Several Key Points of Performance Test


Several definitions

Performance Test

Generally, all performance related to testing is collected and used by different people in different situations. Test the running performance of the software in the system and measure the gap between the system and the predefined target.

Focus: how much and how fast

Load Test

Load test is a kind of performance test, which refers to whether a program can bear the data running in an overloaded environment. By gradually increasing the system load, the maximum load that the system can bear under the condition of satisfying the performance index is determined.

Attention: how much

Stress Test

Stress test is a kind of load test under high load, that is to say, the system is under a load condition, then continue to pressurize it to form a double load, know that the system crashes, and pay attention to the recovery ability of the system after the crash, and a process of pressurization before to see if the system has been completely destroyed.

There is a vivid saying that you can bear 100kg and walk, but can you bear 100kg and walk for one month?

The external load is called pressure, and the internal pressure is called load. The load pays attention to some internal and system situations. But the pressure pays more attention to the appearance outside the system.

Performance test model


The performance test is carried out from light to heavy, gradually exerting pressure on the system. Generally, the performance indicators that users are most concerned about include: response time, throughput, resource utilization rate and maximum number of users.

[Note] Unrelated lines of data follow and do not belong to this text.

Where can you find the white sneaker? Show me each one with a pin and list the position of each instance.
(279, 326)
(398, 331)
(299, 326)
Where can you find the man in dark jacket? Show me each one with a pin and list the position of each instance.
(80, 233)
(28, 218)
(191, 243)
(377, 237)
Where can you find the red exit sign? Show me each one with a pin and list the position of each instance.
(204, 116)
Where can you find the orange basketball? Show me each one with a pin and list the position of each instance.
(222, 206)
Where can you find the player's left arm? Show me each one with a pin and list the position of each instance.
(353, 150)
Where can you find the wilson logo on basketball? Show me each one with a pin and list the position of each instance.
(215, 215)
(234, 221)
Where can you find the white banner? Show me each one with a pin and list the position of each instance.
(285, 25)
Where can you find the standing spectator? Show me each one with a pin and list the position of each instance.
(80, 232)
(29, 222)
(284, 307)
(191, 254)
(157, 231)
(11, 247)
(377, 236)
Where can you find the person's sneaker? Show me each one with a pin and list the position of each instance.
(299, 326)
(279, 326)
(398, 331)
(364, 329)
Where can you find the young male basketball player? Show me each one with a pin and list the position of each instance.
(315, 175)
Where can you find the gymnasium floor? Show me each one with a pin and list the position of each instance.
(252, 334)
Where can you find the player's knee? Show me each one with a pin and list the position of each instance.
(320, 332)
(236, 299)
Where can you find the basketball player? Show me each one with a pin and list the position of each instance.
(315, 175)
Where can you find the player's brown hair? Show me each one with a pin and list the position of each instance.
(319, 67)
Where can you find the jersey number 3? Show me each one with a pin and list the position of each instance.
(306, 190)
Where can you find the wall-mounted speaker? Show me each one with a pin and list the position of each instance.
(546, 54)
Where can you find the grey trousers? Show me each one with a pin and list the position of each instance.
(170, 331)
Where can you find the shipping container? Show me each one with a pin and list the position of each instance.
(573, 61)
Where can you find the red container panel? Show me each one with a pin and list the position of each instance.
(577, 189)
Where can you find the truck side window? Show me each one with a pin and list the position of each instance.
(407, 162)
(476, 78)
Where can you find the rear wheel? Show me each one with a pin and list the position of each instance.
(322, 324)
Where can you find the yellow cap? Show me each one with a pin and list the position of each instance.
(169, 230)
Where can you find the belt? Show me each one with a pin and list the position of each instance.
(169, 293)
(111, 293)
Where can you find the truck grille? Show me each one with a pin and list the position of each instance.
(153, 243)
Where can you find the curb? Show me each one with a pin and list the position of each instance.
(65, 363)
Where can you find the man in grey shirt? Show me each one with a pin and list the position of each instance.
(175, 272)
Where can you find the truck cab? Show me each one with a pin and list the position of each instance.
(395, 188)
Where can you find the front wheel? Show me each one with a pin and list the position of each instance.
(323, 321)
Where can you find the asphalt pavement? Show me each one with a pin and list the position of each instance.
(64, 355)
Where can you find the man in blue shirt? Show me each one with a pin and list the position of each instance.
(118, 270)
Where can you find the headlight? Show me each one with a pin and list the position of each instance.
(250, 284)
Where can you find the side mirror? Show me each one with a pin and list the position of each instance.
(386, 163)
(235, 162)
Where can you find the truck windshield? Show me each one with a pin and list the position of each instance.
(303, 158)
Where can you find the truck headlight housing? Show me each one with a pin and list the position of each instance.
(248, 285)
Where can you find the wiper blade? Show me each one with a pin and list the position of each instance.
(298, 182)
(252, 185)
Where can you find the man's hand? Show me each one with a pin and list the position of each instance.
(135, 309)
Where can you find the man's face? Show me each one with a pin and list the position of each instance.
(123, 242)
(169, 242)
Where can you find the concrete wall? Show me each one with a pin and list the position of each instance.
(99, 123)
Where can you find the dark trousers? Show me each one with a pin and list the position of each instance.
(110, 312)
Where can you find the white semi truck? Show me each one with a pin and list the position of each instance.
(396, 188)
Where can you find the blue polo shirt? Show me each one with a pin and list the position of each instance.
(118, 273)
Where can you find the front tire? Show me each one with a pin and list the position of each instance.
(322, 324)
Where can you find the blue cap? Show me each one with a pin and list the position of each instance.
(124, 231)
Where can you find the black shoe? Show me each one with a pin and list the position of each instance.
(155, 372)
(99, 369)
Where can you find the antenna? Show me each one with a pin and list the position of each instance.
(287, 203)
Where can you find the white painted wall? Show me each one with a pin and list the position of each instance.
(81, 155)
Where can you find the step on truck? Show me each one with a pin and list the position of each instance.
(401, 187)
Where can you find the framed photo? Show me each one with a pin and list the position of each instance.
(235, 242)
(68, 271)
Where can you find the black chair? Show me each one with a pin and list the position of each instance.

We can divide this map into three areas, namely, light load area, heavy load area and load failure area.

  • Light load area
    In this area, you can see that with the increase of the number of virtual users, the utilization rate and throughput of system resources also increase, while the response time has not changed significantly.

  • Heavy load area
    In this area, you can find that with the increase of the number of virtual users, the system resource utilization rate increases slowly, and the throughput begins to increase slowly. With the increase of the number of virtual users, the resource utilization rate remains relatively stable (meeting the system resource utilization index), and the throughput basically remains stable, and then decreases slightly, but the amplitude is not large, and the response time will increase relatively greatly.

  • Load failure area
    In this area, the utilization rate of system resources will increase and reach saturation, for example, the CPU utilization rate will reach 95% or even 100%, and the state will be maintained for a long time, while the throughput will drop sharply and the response time will increase greatly (i.e., inflection point will appear).

  • Two junction points
    The number of users at the junction of light load area and heavy load area is called the “best number of users”. The number of users at the junction of the heavy load area and the load failure area is called the “maximum number of users”.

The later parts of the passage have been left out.